(This post continues yesterday’s thoughts on “How Far is Too Far?” It’s probably helpful to read that one first.)
A few weeks ago, I hand delivered a letter from our church Council to City Hall, expressing our deep concern and opposition with a proposal to locate a casino in downtown Hamilton. I made the seven or eight block walk there, texting with my wife and one of my kids as I walked. I delivered the letter to the City Clerk’s office and turned right around to head back to the office. As I cut across the parking lot entrance, I put my phone away and looked up. Something about the buildings caught my attention. So I stood there between Jackson and Hunter, looking up and down one of the high rise housing complexes. It’s a pretty plain building. Nothing remarkable in terms of design or decor. But I looked it over still the same. I slowly wandered down the street.

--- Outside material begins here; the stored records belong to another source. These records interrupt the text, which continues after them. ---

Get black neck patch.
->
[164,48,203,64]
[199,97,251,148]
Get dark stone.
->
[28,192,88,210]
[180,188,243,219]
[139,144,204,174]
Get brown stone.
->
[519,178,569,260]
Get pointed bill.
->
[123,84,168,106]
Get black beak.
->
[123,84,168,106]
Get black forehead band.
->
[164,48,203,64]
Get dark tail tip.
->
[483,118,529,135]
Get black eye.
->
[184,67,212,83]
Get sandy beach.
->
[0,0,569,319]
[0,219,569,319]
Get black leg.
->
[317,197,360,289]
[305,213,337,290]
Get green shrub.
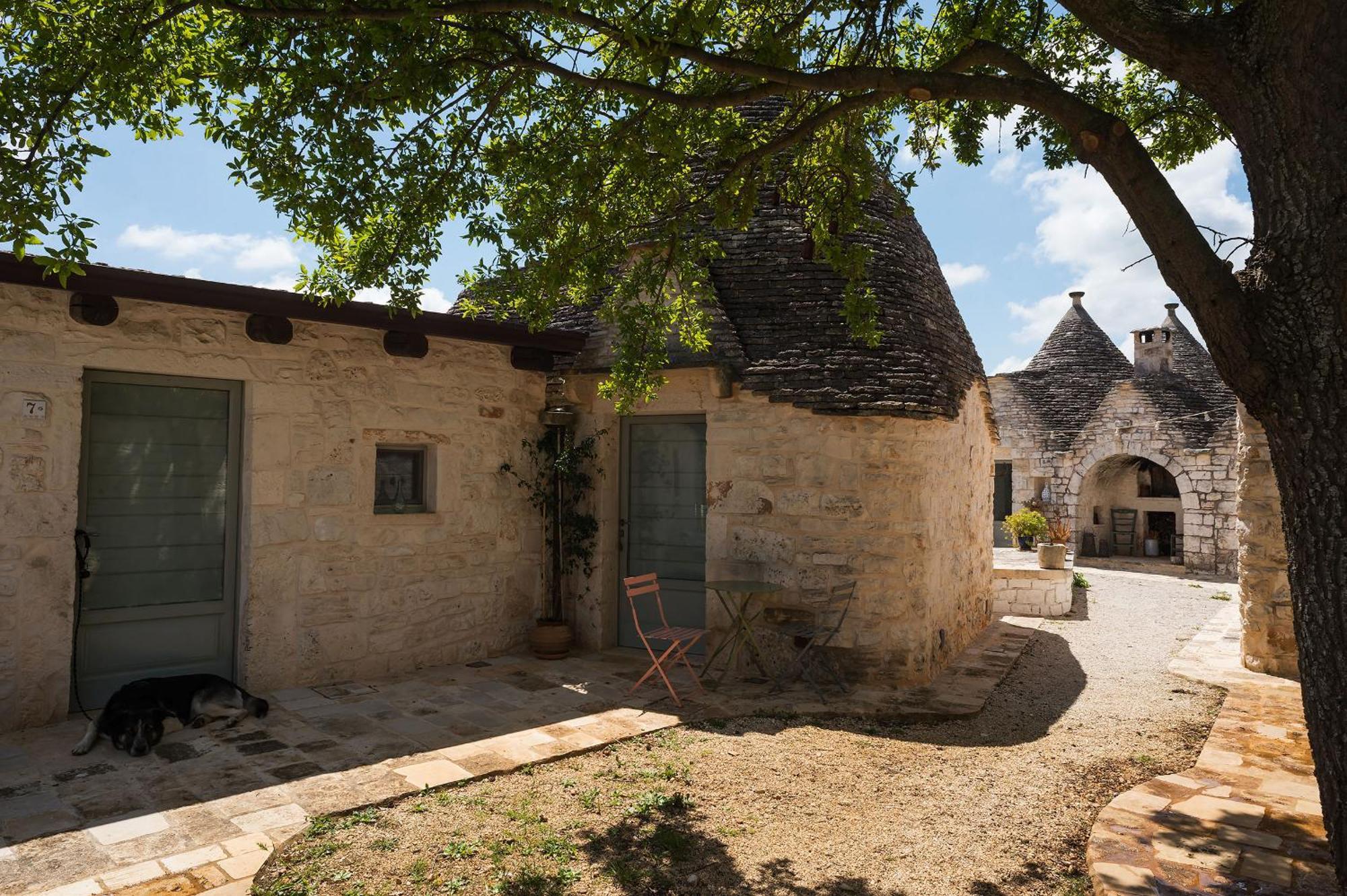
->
[1001,507,1048,541]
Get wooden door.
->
[71,370,241,708]
[617,416,706,652]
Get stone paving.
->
[0,617,1041,896]
[1087,604,1340,896]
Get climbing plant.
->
[500,427,607,621]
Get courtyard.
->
[0,569,1327,896]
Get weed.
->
[648,825,692,861]
[626,790,692,817]
[488,866,581,896]
[539,834,575,862]
[1056,874,1094,896]
[439,839,480,861]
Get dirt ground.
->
[255,569,1231,896]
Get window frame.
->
[373,444,434,516]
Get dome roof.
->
[554,183,983,419]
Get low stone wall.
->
[991,566,1071,616]
[1239,405,1300,679]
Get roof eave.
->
[0,253,585,353]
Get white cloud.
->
[356,287,454,311]
[987,355,1029,377]
[940,261,991,289]
[117,225,299,271]
[253,271,299,292]
[1010,144,1253,345]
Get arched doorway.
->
[1068,453,1196,562]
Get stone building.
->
[0,256,579,728]
[989,294,1239,576]
[0,186,993,729]
[558,182,995,683]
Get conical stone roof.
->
[1004,296,1235,450]
[1005,295,1133,450]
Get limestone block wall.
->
[991,566,1071,616]
[1239,405,1300,681]
[0,285,543,728]
[987,377,1239,577]
[571,369,993,686]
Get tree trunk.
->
[1175,0,1347,885]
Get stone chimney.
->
[1131,316,1179,377]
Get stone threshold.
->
[1086,605,1340,896]
[10,617,1041,896]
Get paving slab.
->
[1086,604,1340,896]
[0,617,1029,896]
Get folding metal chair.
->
[622,573,706,706]
[777,581,855,702]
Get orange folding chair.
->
[622,573,706,706]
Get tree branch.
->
[1059,0,1230,85]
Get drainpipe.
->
[537,377,577,621]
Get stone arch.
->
[1063,444,1202,567]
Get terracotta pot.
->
[1039,545,1067,569]
[528,619,572,659]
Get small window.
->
[374,447,427,514]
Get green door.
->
[617,417,706,652]
[71,370,241,708]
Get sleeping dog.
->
[70,675,268,756]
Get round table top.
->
[706,578,781,594]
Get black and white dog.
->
[70,675,269,756]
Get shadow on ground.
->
[579,799,912,896]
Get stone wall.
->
[570,369,993,686]
[987,377,1239,577]
[1239,405,1300,681]
[991,566,1071,616]
[0,285,543,728]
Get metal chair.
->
[777,581,855,703]
[622,573,706,708]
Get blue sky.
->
[75,123,1251,373]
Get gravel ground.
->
[257,569,1234,896]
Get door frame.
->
[69,368,244,709]
[613,413,706,650]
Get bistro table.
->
[702,578,781,687]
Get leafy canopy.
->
[0,0,1224,407]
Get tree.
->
[0,0,1347,874]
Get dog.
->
[70,675,271,756]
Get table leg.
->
[740,600,781,690]
[702,588,740,673]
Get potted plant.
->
[1039,516,1071,569]
[501,415,606,659]
[1001,507,1048,550]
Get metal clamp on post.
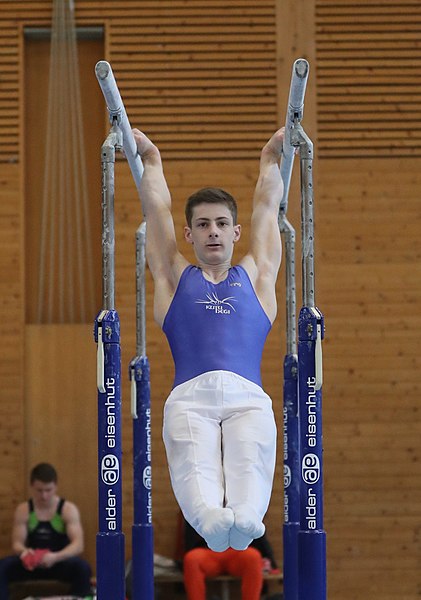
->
[279,59,309,600]
[95,60,143,199]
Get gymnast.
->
[133,128,284,552]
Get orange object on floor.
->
[183,547,263,600]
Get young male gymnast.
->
[133,128,284,552]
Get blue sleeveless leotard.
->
[162,265,271,387]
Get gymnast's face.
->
[31,479,57,508]
[184,202,241,265]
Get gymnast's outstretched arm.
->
[133,129,187,325]
[241,127,285,321]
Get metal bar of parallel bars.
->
[94,123,125,600]
[129,222,154,600]
[279,59,309,600]
[95,61,154,600]
[95,60,143,197]
[291,115,326,600]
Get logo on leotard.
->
[196,292,237,315]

It wasn’t my first time walking the neighbourhood, or even walking these particular streets. I had intentionally “prayer-walked” this part of the neighbourhood several times in the past year. But this time I walked slower than usual, which my wife would tell you is pretty slow to start with. It did not take long before the disheveled homes, the trash gathering under overgrown bushes, and the paved yards cluttered my imagination. Who lived here? How did they get here? When did that attic become a third floor apartment? I walked, and listened, and stood still. What stories could these streets tell? Do any of these houses remember when they were one family homes? I wondered what they looked like forty or fifty years ago and if any of these residents were the same as back then. I recalled an older member of our congregation telling a story of living in a home near here as a young child, watching horse-drawn delivery trucks going down the road. What a sight that must have been – certainly worthy of Dr. Seuss’ Mulberry Street.

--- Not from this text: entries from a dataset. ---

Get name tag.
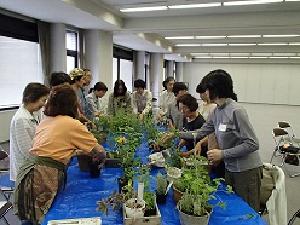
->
[219,123,226,132]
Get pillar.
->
[175,62,183,82]
[166,60,175,77]
[133,51,145,81]
[84,30,114,91]
[149,53,163,99]
[50,23,69,73]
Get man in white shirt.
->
[10,83,50,181]
[157,77,175,120]
[131,80,152,119]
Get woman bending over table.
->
[15,85,105,224]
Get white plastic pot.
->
[125,198,145,218]
[167,167,181,182]
[178,207,210,225]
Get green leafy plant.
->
[97,183,136,215]
[144,191,155,209]
[156,173,168,195]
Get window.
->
[66,30,78,73]
[120,59,133,92]
[0,36,43,108]
[113,58,118,82]
[113,46,133,92]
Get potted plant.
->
[125,198,145,218]
[178,191,211,225]
[167,167,181,182]
[173,177,189,203]
[97,183,136,215]
[144,192,156,217]
[177,177,225,225]
[156,173,168,204]
[105,151,121,168]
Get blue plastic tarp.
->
[43,140,266,225]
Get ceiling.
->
[0,0,300,62]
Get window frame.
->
[66,28,80,68]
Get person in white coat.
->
[157,77,175,120]
[86,82,108,121]
[10,83,50,181]
[131,80,152,119]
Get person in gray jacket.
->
[166,82,188,130]
[180,70,262,212]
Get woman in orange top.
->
[15,85,105,224]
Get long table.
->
[43,142,266,225]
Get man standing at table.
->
[181,70,262,212]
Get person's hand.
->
[139,113,144,121]
[156,113,162,121]
[179,151,191,158]
[194,141,202,155]
[207,149,222,162]
[168,119,175,129]
[178,139,186,147]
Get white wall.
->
[184,63,300,105]
[0,109,17,143]
[184,63,300,161]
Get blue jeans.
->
[21,220,33,225]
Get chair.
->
[0,190,12,225]
[262,163,288,225]
[270,128,288,167]
[270,128,300,177]
[288,209,300,225]
[0,149,15,201]
[278,121,300,147]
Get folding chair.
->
[0,190,12,225]
[0,149,15,201]
[270,127,300,178]
[270,128,289,167]
[261,163,288,225]
[278,121,300,147]
[288,209,300,225]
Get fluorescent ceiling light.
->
[168,2,222,9]
[252,52,273,56]
[230,52,250,56]
[201,44,227,47]
[269,56,289,59]
[227,34,261,38]
[191,52,209,55]
[249,56,268,59]
[273,52,297,56]
[223,0,282,6]
[165,36,195,40]
[228,43,256,46]
[175,44,201,47]
[263,34,300,37]
[195,35,226,39]
[210,52,229,56]
[120,6,168,12]
[258,43,289,46]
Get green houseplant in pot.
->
[144,191,156,217]
[177,177,224,225]
[178,191,211,225]
[156,173,168,204]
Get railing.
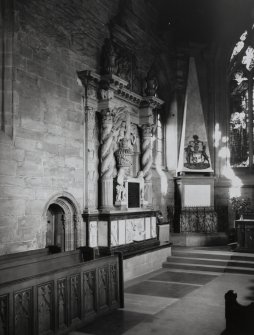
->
[0,255,123,335]
[168,206,228,233]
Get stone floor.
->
[71,252,254,335]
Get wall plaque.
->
[128,182,140,208]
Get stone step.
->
[167,256,254,269]
[172,249,254,263]
[162,262,254,275]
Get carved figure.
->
[141,124,153,181]
[184,135,210,169]
[137,171,145,200]
[116,185,126,202]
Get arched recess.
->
[43,192,81,251]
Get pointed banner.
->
[177,57,213,173]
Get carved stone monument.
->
[78,40,163,252]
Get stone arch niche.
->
[43,192,81,252]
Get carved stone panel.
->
[89,221,98,247]
[0,295,9,335]
[37,282,53,334]
[14,288,33,335]
[111,221,119,246]
[57,278,67,329]
[118,220,125,245]
[151,216,157,238]
[70,274,81,322]
[83,271,96,316]
[98,267,109,309]
[109,264,119,305]
[145,218,151,239]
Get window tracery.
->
[229,25,254,168]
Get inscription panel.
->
[128,182,140,208]
[57,278,67,329]
[83,271,96,316]
[70,274,81,321]
[98,267,108,309]
[0,295,9,335]
[37,282,54,334]
[14,288,33,335]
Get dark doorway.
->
[46,204,65,251]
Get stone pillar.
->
[84,105,98,213]
[100,104,115,210]
[78,71,99,213]
[141,124,153,207]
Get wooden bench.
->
[225,290,254,335]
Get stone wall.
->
[0,0,175,254]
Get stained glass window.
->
[154,112,165,166]
[229,25,254,167]
[230,30,248,60]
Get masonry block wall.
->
[0,0,175,254]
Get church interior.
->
[0,0,254,335]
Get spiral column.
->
[100,108,115,209]
[141,124,153,206]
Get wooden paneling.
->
[0,256,123,335]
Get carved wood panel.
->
[70,274,81,322]
[83,271,96,316]
[109,264,119,305]
[0,256,122,335]
[0,294,9,335]
[14,288,33,335]
[98,267,109,309]
[57,278,68,329]
[37,282,54,334]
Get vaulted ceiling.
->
[150,0,254,44]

I passed a couple people, one walking a small dog, but neither of them looked up.
The neighborhood is marked by decades of accumulated dirt. Rickety steps lead to apartments in converted attics. The sidewalks are in far better repair than most of the front yards, ashphalted as they are to provide off-street parking for tenants and higher rents for landlords. Sure, a few yards and houses still hold their own. But for the most part, I was puzzled as to how beauty could be so thoroughly misplaced and neglected? I sighed as I walked. I wondered what it would be like to live there, to call these people my neighbors, and these streets my home.
‘Home.’ It’s funny how one tiny word can ricochet from my mind to my heart and into my gut: ‘Home.’ Somehow on this walk, I had entered an intimate space – not the space of demographic studies or stakeholder interviews or power analysis. In walking slowly, I traversed a wholly different space, perhaps even a holy space. People live here. People call this place home. The more I saw that these streets and these houses were home, the more I wondered “what if this were my home?”

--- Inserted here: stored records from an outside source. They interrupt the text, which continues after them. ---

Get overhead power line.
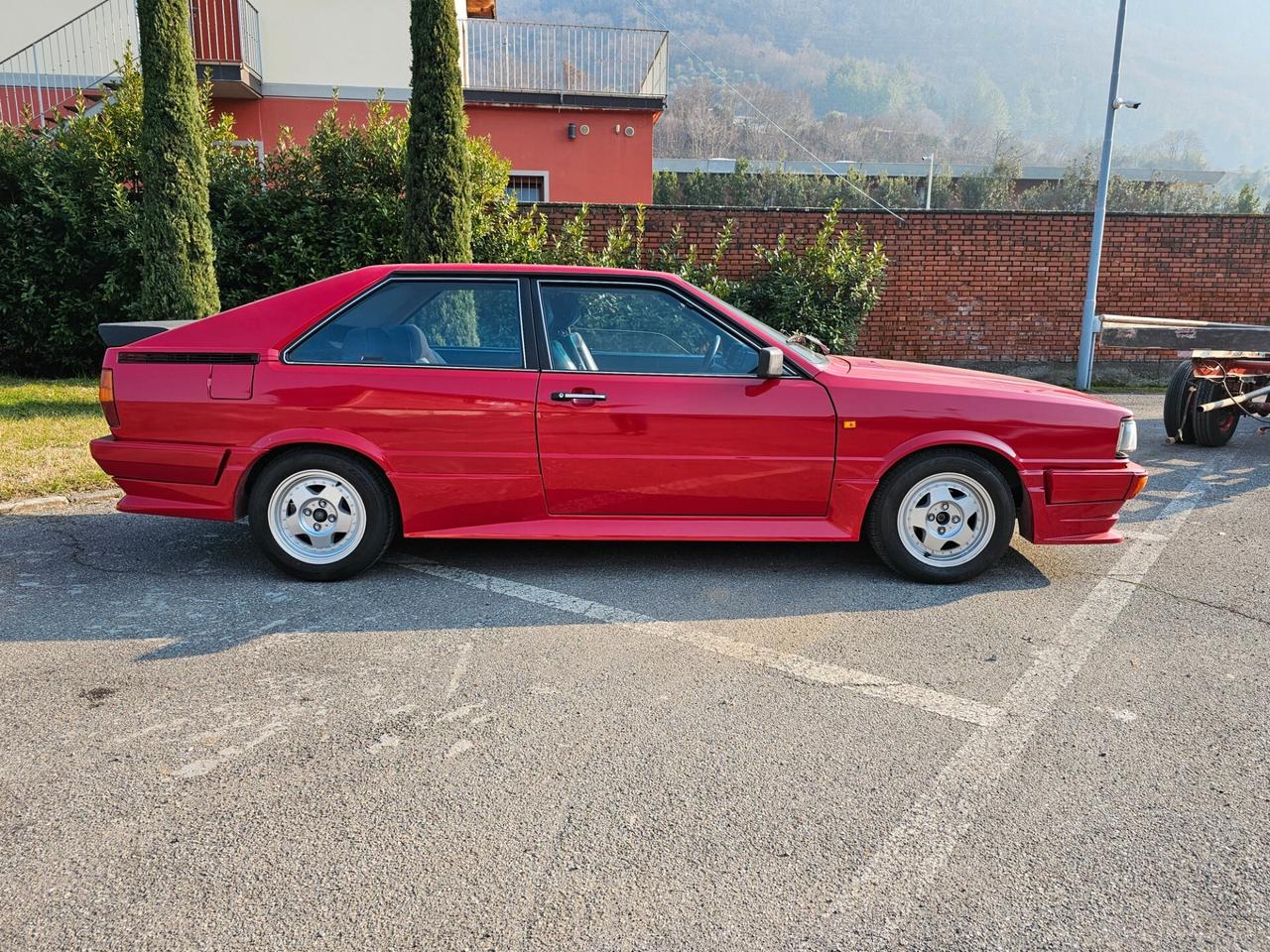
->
[635,0,904,222]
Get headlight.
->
[1115,416,1138,456]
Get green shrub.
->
[137,0,221,321]
[738,205,886,353]
[403,0,472,262]
[0,50,141,377]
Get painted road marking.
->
[391,558,1004,727]
[845,454,1230,929]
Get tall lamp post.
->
[922,149,935,210]
[1076,0,1142,390]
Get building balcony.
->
[458,19,670,109]
[190,0,264,99]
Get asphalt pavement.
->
[0,395,1270,952]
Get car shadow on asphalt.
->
[0,513,1049,661]
[0,432,1270,661]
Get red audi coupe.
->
[91,264,1147,583]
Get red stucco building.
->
[0,0,670,203]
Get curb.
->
[0,489,123,516]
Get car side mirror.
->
[758,346,785,377]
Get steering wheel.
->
[701,334,722,372]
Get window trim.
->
[278,273,539,373]
[507,169,552,204]
[534,276,811,380]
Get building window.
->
[507,172,548,204]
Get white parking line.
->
[845,453,1230,934]
[393,558,1004,727]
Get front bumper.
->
[1020,461,1147,544]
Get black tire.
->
[865,449,1017,585]
[1165,361,1195,443]
[248,449,399,581]
[1192,380,1242,447]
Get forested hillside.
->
[499,0,1270,169]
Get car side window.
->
[539,282,758,376]
[287,278,525,368]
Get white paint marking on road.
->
[445,641,472,701]
[394,558,1004,727]
[845,454,1229,934]
[437,701,485,724]
[445,738,476,761]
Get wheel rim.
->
[269,470,366,565]
[897,472,997,565]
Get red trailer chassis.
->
[1098,313,1270,447]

So often the first missional impulse is to “move into the neighborhood.” And it’s a good impulse because it imitates Jesus’ own incarnation – “The Word became flesh and blood and moved into the neighborhood.” (The Message, John 1:14) When it comes to putting this missional impulse into action, Dr. Perkins and others in the CCDA movement rightly emphasize Relocation as an essential component of Christian community development.
Yet, I am left wondering: in our enthusiasm for missional living, do we too often encourage people to “go all the way” without taking the time to first build a relationship with the neighborhood? Isn’t moving into the neighbourhood a rather intimate act? When we move into the neighbourhood, we are altering the story of the community, merging our stories with the all the intersecting stories of neighbors and fences, of streets and parks, and even of trees and bushes and ashphalted front yards. There is a covenantal nature to the merging of our stories with those of a neighbourhood. In our desire to be missional, I wonder if have raced too quickly, too naively into bed with our neighbourhoods, without taking the time to really get to know each other – to laugh, to date, to cry, to experience life together before making what is a rather one-sided decision that now we’re going to live together.
There was something good, something intimate in my slow walk with the neighbourhood. It was like the first time I locked eyes with my wife for that split-second longer than we had before and neither of us could hold back, neither of us wanted to hold back, the curiously giddy smiles that follow. Or when your hands brush another’s ever so lightly as you’re walking, sending so many shivers through you that your brain is incapable of processing all of them. You have no idea where the relationship is going to go, but in that moment, you don’t care. You simply know you want to spend more time finding out who the other is.
Moving into the neighborhood isn’t the only act of missional intimacy with our neighborhoods. It’s not a question of simply overcoming geographic distance or judging missional engagement by how far or how close someone lives to the neighborhood. There is room to walk with the neighbourhood, time to talk with neighbours and learn their names and listen to their stories. There is space to work on projects together – to hold hands, if you will. And I wonder, when we concentrate on these other acts of missional intimacy, if we might even find that in the end our neighbours are the ones who will invite us to move into the neighbourhood with them.